Ausstellung/Museen

Begegnungen. Außereuropäisches Kunsthandwerk im Bestand des Kunstgewerbemuseums

Seit Juni 2022 gibt es innerhalb des Rundgangs durch die Dauerausstellung des Kunstgewerbemuseums eine neue Intervention. In einer kleinen Neupräsentation zwischen der Barock- und Rokokoabteilung sind rund 50 Exponate zu sehen, die bislang in den Depots des Museums schlummerten: Fein ziselierte Bronzen aus Vorderasien sowie Porzellane, gläserne „snuffbottles“ (Schnupftabakflakons) und Metallobjekte aus China.

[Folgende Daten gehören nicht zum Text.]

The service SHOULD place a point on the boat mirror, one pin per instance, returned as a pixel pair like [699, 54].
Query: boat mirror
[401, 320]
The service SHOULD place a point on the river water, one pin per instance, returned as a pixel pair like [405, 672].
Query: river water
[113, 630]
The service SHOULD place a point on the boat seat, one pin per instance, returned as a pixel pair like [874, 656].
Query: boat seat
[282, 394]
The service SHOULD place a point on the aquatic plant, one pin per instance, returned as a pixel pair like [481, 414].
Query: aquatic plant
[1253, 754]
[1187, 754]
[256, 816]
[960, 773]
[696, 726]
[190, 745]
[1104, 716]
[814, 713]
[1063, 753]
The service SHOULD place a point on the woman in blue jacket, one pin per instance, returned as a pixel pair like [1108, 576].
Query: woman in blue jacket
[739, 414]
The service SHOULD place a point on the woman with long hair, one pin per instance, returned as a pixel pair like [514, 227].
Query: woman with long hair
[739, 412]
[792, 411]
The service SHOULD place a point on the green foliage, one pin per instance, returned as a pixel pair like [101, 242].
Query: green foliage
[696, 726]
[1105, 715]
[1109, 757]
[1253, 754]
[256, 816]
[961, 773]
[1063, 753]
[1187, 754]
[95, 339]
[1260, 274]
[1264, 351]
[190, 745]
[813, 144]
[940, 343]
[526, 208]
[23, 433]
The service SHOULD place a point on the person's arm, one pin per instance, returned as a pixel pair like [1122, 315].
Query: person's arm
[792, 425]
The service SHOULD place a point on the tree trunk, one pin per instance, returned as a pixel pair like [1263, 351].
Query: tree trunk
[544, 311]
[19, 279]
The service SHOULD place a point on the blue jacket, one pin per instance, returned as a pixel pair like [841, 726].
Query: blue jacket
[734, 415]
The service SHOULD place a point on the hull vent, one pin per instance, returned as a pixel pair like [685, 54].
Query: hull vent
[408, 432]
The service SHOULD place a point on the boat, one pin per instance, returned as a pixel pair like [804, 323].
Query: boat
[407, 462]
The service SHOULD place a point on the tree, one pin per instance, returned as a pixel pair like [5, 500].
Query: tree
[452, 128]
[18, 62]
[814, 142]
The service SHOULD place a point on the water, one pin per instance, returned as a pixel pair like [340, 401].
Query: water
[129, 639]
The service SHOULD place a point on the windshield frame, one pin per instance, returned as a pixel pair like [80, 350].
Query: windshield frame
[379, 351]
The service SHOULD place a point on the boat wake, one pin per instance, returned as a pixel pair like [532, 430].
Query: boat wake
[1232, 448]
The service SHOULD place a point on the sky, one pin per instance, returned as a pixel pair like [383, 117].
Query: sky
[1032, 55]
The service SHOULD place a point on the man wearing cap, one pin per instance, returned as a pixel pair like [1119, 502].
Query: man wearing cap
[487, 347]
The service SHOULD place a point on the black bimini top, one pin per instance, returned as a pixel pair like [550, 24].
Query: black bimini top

Das Kunstgewerbemuseum als Mustersammlung und Impulsgeber

In der Anfangszeit des 1867/68 gegründeten Museums wurde nicht nur europäisches, sondern auch außereuropäisches Kunsthandwerk gesammelt. Das Museum verstand sich als Impulsgeber für die zeitgenössische Gestaltung. 1881 erhielten das Kunstgewerbemuseum, die dazugehörige Kunstgewerbeschule und die Bibliothek einen repräsentativen Neubau (der heutige Gropius Bau). Rund um den zentralen Lichthof waren die reichen Bestände untergebracht. Im Erdgeschoss wurden die Möbel nach Stilepochen gezeigt. Im Obergeschoss folgte die Präsentation den verschiedenen Materialgruppen, darunter auch Kunsthandwerk aus Vorder- und Ostasien.

Im 20. Jahrhundert wurden die meisten außereuropäischen Objekte an andere Häuser abgegeben, zum Beispiel an das Museum für Asiatische Kunst und das Museum für Islamische Kunst. Einiges hat sich aber bis heute im Bestand des Kunstgewerbemuseums erhalten und wird nun in einer Auswahl gezeigt. 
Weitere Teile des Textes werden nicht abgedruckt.